The outrage legally hits the wrong person
The outrage thus legally targeted the wrong person, since the actual copyright infringement was committed by the plagiarist, while the plagiarism thief – at least in relation to the plagiarist – probably even acted completely in accordance with the law.
In the discussion in this country, too, one finds that, for many, what matters in assessing a copyright infringement is whether it was committed at the expense of or by taking advantage of the efforts of the artist. Since this is often not the case, especially on the Internet, the expression “theft” of intellectual property is resisted not only in certain circles. For the copyright assessment of the infringement, however, it does not matter how much work the creation of the work was for the author or whether or not something was “taken away” from him. At most, this question has an effect on the amount of damages. However, against the background of the license analogy-doctrine, this is also less frequent than one might think. This is because the amount of damages is determined fictitiously according to what reasonable parties would have agreed, irrespective of the actual damage.

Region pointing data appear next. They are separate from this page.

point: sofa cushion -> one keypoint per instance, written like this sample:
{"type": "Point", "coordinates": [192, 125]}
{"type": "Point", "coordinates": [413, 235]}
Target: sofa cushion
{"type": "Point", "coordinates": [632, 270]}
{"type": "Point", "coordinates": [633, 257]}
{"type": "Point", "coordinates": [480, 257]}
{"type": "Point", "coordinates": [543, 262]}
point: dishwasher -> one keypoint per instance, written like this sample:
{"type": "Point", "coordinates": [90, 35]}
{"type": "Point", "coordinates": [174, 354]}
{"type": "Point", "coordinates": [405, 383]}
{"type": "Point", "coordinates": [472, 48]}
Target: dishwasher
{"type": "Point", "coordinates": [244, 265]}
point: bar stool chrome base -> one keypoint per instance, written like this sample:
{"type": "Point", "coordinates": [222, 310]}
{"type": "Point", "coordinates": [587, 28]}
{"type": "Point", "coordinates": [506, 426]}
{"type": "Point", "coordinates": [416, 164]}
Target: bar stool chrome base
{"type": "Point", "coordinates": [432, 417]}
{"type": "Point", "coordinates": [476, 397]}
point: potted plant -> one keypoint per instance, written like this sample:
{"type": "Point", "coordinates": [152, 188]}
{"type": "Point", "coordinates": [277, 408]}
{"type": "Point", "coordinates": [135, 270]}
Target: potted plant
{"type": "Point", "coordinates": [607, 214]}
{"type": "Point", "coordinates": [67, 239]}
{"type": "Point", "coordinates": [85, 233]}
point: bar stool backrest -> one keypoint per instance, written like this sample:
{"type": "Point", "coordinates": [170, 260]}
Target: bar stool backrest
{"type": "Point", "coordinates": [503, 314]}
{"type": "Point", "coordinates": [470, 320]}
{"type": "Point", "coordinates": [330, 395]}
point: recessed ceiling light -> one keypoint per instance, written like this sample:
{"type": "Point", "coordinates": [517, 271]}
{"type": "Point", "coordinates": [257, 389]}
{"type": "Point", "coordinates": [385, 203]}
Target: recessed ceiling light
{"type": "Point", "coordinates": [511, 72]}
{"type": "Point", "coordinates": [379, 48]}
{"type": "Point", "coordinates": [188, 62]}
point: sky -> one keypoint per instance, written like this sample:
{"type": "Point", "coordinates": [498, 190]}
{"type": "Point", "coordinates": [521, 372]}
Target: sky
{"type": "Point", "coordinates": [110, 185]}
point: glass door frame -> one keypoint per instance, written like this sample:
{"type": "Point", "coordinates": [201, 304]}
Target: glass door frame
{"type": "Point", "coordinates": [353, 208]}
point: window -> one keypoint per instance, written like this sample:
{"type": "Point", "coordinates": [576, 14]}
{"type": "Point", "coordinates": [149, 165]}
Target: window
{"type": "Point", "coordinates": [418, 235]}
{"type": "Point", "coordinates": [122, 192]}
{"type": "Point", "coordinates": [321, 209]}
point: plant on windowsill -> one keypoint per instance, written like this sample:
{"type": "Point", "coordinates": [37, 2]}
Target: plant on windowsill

Both projects are now online
Meanwhile both projects are traded on the platform OpenSea and it doesn’t look like the platform operator would want to intervene against one or the other collection in favor of the parent collection (if, then both would have to be removed):
The confusion becomes complete when, after looking at the two collections, one notices that the floor price (i.e. the lowest price someone is willing to sell their NFT for) of the “copied fake” is, at the moment (at the time of writing this post, anyway), almost double that of the “original fake”.
Welcome to the Metaverse and the world of NFTs!